Thus, the Reverand Thurston and the other missionaries arrived just in time to fill a void in the Hawaiians’ belief system. As Congregationalists who practiced an austere, Calvinist form of Christianity, they quickly spread out, settling in almost all parts of the island. They also brought heluhelu (reading and writing) to the islands for the first time.
Within a year and nine months of arriving, they’d given the Hawaiian language a twelve-letter alphabet (all the vowels—a e i o u—and a handful of consonants—h k l m n p w), introducing writing to an oral culture. Compared to the visiting whale men, who first arrived a year before the missionaries, in 1819, and only wanted pleasure from the Hawaiians after months at sea, the missionaries opened a wider world to them through education.
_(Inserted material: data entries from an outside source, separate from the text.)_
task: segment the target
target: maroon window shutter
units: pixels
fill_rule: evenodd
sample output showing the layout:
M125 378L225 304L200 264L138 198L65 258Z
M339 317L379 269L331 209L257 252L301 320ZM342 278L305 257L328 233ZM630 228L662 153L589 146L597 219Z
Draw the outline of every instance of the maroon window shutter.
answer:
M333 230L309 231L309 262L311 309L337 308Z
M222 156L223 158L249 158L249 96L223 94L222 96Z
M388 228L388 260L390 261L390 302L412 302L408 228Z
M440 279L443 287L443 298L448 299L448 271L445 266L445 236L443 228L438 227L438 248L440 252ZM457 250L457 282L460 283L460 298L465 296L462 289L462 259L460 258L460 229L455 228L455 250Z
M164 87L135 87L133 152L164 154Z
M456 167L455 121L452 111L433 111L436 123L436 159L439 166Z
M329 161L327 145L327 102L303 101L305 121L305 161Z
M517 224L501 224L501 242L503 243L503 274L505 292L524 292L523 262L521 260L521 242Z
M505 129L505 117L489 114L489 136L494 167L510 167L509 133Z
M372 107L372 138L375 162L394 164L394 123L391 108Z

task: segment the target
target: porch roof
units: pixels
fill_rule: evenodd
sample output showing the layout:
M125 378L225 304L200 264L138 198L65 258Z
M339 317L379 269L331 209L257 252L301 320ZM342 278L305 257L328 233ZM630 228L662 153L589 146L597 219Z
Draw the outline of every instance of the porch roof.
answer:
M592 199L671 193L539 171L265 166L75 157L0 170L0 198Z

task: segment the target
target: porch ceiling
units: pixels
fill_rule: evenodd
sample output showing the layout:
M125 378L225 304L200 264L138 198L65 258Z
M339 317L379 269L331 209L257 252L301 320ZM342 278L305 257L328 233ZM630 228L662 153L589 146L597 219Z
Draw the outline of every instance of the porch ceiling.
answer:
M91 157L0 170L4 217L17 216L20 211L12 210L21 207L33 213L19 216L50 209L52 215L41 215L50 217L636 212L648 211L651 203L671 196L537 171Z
By 1839 they had published the first complete Hawaiian-language Bible.
The first company of missionaries was soon joined by many more, including such passionate evangelists as Titus Coan, who began preaching in Hawaiian in the Hilo district on the island of Hawai‘i, reducing hundreds of natives to crying, shouting and weeping at his descriptions of hellfire and promises of redemption. In short order, missionaries had established more than a dozen churches in the islands and won thousands of converts; even Kamehameha II himself became a Christian.
Was there ever a stranger match than that between the New England missionaries, dressed in tightly buttoned black, and the barely clad Polynesians? Did the missionaries fully grasp the fierce history of the Hawaiians or did they lump them in with the African slaves they encountered on the streets of Boston because of the dark color of their skin? Did they realize that the king was a descendant of people who had conquered the seas in canoes, and that his father was the great warrior who had unified the far-flung Hawaiian archipelago?
One missionary who grew close to the chiefs was Asa Thurston, who was assigned to head the mission at Kailua on Hawai‘i Island, near the site of Captain Cook’s death. There, he instructed the king and his brother on Christianity until the itinerant court moved on to Lahaina on the island of Maui and then to Honolulu on O‘ahu. Like the other missionaries, Thurston and his family lived a life far removed from the relative comforts of New England, struggling to make ends meet. The family, for instance, went without butter so they could afford to buy a dictionary. Their plan backfired, though, for when the authorities of the missions discovered how they’d obtained the dictionary, they deducted its cost from Thurston’s salary.
The missionaries may not have understood much about the ­Hawaiians when they first arrived, but they saw an opportunity for spiritual harvest. Sometime in late 1820 or early 1821, Thurston wrote to the mainland urging other missionaries to join the cause if they possessed a single-minded devotion to God: “We want men and women who have souls . . . who have their eyes and their hearts fixed on the glory of God in the salvation of the heathen—who will be willing to sacrifice every interest but Christ’s.”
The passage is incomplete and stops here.